Goodnight Garden
As I pulled the last of the barren stalks from the garden to put it to bed for the winter ahead, I couldn’t help but thank them for the bounty they provided us this year. While our vegetables may not have been as abundant this year as in previous years, it gave us so much more.
A year of wildly colorful flowers that brought joy into our home every week. An idea for a new product to add to my small business offerings. Veggies to nourish our bodies. And learnings. The garden gave us more clarity on what it can do for us in the years to come and what we want from it. The veggies, the flowers, and even the fruit.

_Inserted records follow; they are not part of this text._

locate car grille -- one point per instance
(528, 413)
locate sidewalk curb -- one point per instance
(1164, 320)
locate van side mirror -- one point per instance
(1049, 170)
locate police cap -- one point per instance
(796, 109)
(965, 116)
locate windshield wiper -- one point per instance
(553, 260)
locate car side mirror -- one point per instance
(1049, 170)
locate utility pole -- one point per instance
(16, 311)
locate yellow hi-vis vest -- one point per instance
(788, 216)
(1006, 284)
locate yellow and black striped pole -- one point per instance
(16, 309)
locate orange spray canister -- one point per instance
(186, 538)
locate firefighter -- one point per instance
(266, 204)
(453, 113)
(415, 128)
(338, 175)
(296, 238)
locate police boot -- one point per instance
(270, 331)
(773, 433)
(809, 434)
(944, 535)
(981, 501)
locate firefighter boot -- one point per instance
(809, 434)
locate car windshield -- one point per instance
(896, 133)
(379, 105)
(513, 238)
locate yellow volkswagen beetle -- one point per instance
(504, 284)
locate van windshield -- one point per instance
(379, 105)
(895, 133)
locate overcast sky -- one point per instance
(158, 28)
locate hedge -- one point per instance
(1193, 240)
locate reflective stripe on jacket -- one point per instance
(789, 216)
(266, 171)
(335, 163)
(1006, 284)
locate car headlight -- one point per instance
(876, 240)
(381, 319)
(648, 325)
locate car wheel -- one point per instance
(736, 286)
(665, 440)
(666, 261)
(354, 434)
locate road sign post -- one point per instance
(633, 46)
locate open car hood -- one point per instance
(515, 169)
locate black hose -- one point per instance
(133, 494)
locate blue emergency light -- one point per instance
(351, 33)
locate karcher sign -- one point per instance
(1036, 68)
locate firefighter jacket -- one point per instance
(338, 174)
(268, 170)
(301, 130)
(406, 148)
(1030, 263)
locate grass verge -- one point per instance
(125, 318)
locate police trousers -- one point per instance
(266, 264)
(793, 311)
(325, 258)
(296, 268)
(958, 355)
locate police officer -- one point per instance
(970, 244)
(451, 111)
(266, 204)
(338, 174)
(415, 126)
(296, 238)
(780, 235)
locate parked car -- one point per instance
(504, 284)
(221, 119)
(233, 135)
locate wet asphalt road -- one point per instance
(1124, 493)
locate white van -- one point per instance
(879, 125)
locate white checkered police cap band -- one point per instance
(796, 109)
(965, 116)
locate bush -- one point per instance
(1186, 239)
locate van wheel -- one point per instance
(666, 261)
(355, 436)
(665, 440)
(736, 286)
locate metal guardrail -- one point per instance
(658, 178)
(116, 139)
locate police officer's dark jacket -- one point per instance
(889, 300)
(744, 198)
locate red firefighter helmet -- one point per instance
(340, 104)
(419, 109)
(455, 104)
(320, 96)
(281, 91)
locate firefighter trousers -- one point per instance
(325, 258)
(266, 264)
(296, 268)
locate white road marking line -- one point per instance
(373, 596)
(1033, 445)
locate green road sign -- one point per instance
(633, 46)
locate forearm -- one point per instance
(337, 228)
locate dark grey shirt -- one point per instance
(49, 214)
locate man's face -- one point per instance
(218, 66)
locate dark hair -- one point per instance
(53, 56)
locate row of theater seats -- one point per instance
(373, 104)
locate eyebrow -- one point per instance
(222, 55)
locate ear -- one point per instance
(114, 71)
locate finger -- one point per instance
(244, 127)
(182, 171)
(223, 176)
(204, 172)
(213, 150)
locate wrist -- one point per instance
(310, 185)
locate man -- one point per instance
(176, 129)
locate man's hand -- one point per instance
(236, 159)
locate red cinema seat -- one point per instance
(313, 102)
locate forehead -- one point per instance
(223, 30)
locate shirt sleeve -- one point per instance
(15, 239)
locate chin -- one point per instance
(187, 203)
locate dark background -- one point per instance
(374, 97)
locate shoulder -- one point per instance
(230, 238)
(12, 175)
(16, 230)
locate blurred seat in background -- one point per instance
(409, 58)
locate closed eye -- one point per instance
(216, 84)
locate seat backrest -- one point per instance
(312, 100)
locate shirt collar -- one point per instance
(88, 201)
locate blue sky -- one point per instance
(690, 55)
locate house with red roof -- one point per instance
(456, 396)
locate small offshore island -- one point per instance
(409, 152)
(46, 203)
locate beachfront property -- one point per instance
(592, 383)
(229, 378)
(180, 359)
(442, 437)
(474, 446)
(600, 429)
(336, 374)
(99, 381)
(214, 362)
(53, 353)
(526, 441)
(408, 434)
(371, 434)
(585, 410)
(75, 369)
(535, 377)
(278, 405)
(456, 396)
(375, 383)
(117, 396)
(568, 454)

But mostly, the garden taught us love and mindfulness. Every morning we’d take our alone time in the garden to see what the night had brought. Sometimes I’d sit on the bench while Nora ran back and forth along the path and sometimes I’d just sit in the silence of the morning with my coffee still groggy-eyed from sleep. I’d walk or sit in the garden and dream of it’s future and what it will grow into in the years to come living in this house. How hopefully, one day, I will have a little one in tow who can practice their words by telling me what they seeing growing that morning.

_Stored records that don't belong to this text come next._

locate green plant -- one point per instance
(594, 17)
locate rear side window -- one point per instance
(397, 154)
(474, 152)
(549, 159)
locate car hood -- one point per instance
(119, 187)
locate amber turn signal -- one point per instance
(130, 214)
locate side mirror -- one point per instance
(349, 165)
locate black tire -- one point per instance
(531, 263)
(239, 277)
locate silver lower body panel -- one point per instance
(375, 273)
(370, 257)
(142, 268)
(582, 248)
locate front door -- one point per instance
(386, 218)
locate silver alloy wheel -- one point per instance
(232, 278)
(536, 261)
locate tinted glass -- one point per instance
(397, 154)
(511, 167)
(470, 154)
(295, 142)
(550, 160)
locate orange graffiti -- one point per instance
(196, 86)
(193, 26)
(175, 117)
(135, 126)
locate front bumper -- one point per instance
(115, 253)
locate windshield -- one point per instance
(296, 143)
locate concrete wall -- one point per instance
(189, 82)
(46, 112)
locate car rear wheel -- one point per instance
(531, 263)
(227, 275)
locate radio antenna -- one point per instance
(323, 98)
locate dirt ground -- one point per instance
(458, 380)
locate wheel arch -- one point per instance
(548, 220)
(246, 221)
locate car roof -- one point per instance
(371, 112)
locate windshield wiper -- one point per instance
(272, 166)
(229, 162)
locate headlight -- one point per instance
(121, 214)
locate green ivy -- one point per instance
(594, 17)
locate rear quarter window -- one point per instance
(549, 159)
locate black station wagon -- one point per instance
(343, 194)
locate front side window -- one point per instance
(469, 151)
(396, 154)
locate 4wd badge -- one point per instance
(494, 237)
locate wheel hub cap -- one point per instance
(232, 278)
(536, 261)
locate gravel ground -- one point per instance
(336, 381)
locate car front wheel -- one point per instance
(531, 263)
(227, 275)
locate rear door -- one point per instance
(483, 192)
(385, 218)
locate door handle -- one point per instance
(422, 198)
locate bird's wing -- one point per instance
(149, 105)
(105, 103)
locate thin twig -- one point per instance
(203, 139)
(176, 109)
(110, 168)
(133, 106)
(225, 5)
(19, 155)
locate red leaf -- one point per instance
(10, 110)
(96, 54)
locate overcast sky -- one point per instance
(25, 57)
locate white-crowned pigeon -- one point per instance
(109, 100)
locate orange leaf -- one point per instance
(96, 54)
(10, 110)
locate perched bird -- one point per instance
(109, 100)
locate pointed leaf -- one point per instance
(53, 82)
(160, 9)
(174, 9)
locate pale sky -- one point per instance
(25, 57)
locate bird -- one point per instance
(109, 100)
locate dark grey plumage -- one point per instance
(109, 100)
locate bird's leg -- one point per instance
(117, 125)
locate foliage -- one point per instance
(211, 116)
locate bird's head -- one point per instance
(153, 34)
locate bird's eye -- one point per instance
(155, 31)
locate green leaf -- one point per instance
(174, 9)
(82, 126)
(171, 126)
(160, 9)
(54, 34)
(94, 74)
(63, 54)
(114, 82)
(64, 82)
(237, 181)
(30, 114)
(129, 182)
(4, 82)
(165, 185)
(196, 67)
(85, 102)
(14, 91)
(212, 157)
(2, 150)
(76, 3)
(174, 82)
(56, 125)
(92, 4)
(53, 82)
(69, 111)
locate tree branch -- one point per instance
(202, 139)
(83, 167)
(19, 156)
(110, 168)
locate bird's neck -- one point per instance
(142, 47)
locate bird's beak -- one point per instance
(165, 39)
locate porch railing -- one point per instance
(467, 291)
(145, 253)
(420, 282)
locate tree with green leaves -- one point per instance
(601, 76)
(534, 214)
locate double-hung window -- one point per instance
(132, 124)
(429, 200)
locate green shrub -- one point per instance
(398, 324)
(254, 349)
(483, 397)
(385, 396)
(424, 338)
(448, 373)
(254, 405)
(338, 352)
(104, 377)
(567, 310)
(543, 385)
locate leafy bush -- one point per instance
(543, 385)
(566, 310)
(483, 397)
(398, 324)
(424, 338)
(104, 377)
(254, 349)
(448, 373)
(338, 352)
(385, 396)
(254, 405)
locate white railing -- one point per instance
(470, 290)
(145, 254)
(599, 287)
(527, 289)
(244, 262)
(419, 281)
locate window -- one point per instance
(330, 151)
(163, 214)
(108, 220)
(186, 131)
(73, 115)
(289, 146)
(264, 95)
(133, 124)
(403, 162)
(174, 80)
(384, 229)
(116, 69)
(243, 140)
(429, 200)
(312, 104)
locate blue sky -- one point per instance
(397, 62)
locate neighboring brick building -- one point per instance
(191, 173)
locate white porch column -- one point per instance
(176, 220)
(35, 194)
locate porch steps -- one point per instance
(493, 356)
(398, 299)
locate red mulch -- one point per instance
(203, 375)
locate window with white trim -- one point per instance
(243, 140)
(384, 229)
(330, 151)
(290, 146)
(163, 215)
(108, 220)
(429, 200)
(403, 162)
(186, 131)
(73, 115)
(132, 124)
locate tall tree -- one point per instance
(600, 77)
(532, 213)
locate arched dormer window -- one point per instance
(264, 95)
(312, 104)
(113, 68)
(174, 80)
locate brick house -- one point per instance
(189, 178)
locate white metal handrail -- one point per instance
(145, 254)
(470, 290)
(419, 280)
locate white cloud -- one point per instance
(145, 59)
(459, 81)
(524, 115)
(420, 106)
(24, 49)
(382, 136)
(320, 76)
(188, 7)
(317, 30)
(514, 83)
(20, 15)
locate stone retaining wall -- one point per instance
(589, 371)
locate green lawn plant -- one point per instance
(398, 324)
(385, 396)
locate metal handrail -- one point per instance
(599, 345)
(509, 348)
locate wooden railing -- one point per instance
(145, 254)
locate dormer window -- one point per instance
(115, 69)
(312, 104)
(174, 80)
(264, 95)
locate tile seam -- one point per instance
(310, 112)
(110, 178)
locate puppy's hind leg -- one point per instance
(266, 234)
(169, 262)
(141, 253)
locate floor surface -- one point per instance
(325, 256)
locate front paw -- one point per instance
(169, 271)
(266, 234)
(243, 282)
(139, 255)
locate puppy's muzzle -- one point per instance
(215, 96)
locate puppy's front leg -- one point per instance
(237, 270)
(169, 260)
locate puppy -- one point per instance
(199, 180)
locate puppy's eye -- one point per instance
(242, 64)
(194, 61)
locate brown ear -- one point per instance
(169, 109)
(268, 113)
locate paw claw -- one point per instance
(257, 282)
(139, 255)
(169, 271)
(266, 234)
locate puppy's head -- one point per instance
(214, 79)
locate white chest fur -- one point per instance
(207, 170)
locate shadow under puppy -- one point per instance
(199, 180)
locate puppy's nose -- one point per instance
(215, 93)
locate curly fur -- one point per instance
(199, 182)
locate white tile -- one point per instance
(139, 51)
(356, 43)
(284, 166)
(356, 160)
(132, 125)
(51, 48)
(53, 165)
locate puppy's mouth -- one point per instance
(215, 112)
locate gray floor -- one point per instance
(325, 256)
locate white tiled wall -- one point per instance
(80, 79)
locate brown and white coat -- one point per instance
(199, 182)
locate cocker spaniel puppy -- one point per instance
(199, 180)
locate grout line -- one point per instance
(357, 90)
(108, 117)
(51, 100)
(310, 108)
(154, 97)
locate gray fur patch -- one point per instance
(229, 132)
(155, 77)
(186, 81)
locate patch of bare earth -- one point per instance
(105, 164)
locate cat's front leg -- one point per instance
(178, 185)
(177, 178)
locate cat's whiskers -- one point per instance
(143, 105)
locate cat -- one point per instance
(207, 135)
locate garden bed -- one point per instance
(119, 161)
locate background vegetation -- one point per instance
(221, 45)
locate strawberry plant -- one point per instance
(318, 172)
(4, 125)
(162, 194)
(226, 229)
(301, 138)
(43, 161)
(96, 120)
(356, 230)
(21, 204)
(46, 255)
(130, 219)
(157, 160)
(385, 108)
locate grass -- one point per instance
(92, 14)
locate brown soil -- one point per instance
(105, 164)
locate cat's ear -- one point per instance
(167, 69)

And every night, we’d walk through the garden as a family of three. We’d harvest the veggies for dinner that night or lunch the next day and share a tomato or zucchini snack with Nora. We’d pull out the watering can and fill it to the top for Nora to grab a quick drink before giving the plants their drink. Most nights we watered in silence, on our unspoken assignments: me the garden beds and AJ the back and side yards.
I like to think that as we watered in silence, we were both thanking the gardens for giving us something to nurture and bring to life every year. Thanking the garden surrounding our home for providing us comfort during a tumultuous few years. Something to lean on when we needed reassurance. Something to watch grow and flourish and know that we helped it. That we helped to nurture each and every plant to sprout, grow and bloom.
And now, again in silence, we cleaned the garden up, covered her and said our last thank yous until next year when we can nurture and help her grow again.